In cosa consiste il Piano?
Secondo quanto riportano i media locali, il piano greco per fronteggiare la denatalità prevede:
Miglioramento delle nascite – Sostegno alla famiglia
Miglioramento dell’occupazione
Gestione della longevità – Invecchiamento
Sviluppo locale – Promozione dell’innovazione
Informazione – Consapevolezza – Ricerca
Tra le azioni concrete volte a supportare le famiglie – coordinate con altri ministeri – ci sono:
Controllo prenatale
Intervento per la prima infanzia
Tassazione favorevole delle prestazioni facoltative
Aumento dei finanziamenti per le “Tate di quartiere”
Aumento dei criteri di reddito per i voucher
Aumento dell’assegno familiare
Aumento dei posti negli asili nido
Estensione dell’orario degli asili nido
Asili nido sul posto di lavoro
Scuola a tempo pieno
Abolizione tassa sui premi assicurativi per i bambini
Housing sociale / Turismo sociale familiare
Status permanente di tre figli
Tra le altre azioni rientrano il coinvolgimento degli anziani nell’economia, una migliore assistenza sanitaria, azioni a sostegno della fertilità e della salute riproduttiva. “Le statistiche e i modelli di previsione per gli sviluppi demografici sono inquietanti. Ma abbiamo l’obbligo di fare tutti insieme un grande sforzo per superare questo problema”, ha concluso la ministra Zaharaki.

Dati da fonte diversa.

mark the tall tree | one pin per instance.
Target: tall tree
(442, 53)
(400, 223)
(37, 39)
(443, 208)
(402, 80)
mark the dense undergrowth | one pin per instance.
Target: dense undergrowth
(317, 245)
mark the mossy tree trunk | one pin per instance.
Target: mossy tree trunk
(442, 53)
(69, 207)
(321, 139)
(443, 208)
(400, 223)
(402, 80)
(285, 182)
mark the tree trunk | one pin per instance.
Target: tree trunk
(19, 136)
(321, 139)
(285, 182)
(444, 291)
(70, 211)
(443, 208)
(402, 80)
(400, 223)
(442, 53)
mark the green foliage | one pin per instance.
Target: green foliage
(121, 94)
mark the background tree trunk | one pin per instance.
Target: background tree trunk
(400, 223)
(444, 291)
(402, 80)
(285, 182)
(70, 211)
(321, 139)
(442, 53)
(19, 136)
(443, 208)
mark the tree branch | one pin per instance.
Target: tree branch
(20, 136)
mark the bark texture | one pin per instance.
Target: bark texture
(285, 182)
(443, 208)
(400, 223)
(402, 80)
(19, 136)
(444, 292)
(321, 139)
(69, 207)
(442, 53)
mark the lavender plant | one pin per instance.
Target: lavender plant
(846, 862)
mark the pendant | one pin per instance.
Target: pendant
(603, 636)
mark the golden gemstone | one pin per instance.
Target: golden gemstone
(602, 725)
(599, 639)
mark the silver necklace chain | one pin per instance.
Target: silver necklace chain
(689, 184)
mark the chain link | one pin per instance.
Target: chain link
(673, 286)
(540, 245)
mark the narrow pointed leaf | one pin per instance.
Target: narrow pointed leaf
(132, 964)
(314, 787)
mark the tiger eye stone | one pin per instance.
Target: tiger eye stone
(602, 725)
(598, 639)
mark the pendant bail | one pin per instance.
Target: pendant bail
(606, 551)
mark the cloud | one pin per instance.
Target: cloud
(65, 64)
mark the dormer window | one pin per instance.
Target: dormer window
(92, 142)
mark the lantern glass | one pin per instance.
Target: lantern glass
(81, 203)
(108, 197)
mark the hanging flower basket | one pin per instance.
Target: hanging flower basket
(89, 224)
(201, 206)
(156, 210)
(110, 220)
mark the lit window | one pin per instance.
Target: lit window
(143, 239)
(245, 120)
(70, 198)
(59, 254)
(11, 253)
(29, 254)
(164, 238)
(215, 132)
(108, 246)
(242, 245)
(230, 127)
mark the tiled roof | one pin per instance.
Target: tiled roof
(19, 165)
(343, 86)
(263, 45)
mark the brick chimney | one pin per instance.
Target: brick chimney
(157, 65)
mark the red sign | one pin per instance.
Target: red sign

Le nascite in Grecia sono sempre più in calo da quando, nel 2009, la crisi economica ha coinvolto il Paese. Prima un’emigrazione di massa dei greci, poi il cambiamento di atteggiamento dei giovani rispetto alla progettualità di una genitorialità: per gli esperti di demografia del Paese, questi piani non è detto che saranno capaci di invertire la tendenza.